More Field Tips on 802.11n
Best field practices aren't difficult to follow and you want your devices to look good when they are exposed, safely and correctly installed.
In a previous post, Deploying 802.11n WiFi, I mentioned some field tricks that will save installers time and lessen stress. One of our schools called and needed their "legacy" cameras reconnected and mounted to the new ceiling grid. Sometimes the tricks you learn come from observation.
The new ceiling grid was part of an improvement project that lasted all summer, including our plan to pre-wire the campus for the future. (More on that in a future post) The existing security cameras are low tech and seemingly high maintenance when it comes to getting the user interface to work consistently.
We didn't know what to expect and upon arriving we set up shop atop a ladder and inspected the first camera in need of getting attached to the grid. Fortunately for us, the ceiling contractor left an old camera still mounted on an old piece of ceiling tile.
Depending upon the weight of the device--and this is where you exercise some judgment--some cameras and access points (APs) can be directly attached to ceiling tiles. How to do this is easy, but knowing the tricks is what prevents ongoing trouble calls:
Before you mount cameras or APs, survey your work area. You don't want to mount APs that block the camera's field of vision.
Cameras and APs have mounting brackets that are often lightweight and plastic. Some are molded into the device.
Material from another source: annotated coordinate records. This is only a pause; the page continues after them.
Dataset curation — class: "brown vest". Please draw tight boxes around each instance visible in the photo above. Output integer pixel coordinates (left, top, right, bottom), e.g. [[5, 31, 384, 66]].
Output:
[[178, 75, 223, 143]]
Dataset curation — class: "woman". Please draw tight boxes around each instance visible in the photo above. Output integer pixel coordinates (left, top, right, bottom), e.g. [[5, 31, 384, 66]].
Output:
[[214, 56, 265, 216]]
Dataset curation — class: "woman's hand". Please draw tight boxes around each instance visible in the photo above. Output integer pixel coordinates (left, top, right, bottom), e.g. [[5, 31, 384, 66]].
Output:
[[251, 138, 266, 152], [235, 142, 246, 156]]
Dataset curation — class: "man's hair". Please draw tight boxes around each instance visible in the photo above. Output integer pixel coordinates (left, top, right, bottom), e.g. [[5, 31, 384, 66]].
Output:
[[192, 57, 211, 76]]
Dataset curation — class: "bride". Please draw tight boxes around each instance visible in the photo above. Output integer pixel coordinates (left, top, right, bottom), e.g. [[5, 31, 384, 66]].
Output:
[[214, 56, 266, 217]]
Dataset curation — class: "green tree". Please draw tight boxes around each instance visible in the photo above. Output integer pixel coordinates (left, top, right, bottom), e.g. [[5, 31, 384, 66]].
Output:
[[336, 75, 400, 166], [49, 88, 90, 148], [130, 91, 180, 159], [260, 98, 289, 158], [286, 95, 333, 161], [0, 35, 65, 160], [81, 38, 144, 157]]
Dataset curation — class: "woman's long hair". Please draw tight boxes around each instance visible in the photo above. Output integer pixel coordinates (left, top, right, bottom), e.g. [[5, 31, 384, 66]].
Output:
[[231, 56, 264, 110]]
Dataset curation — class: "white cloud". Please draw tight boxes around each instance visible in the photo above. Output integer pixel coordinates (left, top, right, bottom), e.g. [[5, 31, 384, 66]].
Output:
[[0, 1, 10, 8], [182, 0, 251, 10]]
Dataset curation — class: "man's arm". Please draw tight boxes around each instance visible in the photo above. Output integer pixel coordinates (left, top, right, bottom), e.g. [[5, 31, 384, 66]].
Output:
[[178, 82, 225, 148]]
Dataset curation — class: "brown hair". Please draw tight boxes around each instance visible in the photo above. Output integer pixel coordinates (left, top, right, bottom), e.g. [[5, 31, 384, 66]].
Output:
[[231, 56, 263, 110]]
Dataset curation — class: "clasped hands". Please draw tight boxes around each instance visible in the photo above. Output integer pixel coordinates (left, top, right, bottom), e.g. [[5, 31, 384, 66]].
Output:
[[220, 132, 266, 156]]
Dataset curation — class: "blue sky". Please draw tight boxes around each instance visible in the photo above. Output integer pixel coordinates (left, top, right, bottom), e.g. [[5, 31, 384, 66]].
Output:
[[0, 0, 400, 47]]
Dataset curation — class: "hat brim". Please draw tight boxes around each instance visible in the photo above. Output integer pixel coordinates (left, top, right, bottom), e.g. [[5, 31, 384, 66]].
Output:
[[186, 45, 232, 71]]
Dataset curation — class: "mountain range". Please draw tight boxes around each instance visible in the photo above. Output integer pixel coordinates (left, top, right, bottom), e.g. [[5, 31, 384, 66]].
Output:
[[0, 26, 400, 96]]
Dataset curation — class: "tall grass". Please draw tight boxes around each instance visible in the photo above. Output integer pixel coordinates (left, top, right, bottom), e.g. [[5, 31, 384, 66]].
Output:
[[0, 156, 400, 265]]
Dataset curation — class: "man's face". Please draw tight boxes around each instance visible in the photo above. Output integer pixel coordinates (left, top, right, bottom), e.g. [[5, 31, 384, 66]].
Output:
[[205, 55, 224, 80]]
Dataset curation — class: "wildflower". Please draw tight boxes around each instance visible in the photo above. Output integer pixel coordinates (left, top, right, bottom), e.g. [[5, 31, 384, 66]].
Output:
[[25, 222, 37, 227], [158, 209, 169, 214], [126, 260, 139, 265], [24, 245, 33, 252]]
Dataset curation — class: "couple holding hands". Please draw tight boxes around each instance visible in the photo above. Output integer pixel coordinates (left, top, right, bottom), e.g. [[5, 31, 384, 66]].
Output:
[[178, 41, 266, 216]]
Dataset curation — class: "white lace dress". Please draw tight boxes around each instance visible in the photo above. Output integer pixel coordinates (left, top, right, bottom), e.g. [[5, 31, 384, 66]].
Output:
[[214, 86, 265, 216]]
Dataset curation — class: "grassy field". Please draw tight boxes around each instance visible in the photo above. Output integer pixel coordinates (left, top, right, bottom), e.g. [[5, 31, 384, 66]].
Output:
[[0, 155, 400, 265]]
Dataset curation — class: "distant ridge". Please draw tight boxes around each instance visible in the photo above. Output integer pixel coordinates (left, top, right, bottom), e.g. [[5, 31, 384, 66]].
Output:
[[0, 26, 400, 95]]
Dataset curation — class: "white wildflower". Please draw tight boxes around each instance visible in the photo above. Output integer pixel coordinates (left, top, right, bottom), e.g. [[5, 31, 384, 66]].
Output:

Use the mounting holes of the device against the tile; mark the locations of the holes on the tile face. Next, take a 2-inch drywall screw and pre-drill the holes on your marks. Use an X-acto knife to cut a hole to allow your cable to go through the tile to the device. Then, depending upon what you have available--EZ-Anchors or molly bolts with wings--secure the device to the tile. When you use EZ-Anchors, screw the EZ-Anchors from the tile face and then attach your device and screws that attach to the EZ-Anchors. The molly bolts with wings are just as easy. The key is to pre-drill those holes.
Now, ceiling tiles may be 2x2 or 2x3 or other sizes. The 2x2 tiles have more strength with weight so use judgment. For argument's sake, what happens if the ceiling tile were to fall out of the grid with the device still attached? The last thing you want is to bean someone's kid or staff member. This is why you must attach your cable loop using a Ty-wrap to a ceiling stringer/hanger. Allow movement, but if the tile were to drop, you don't want too much more than 2 feet of slack.
The last trick is the easiest and that's keeping people happy. Ceiling work is always dirty even when it's a new grid. Clean up afterwards. Best field practices aren't difficult to follow and you want your devices to look good when they are exposed, safely and correctly installed--and remember, leave the jobsite clean.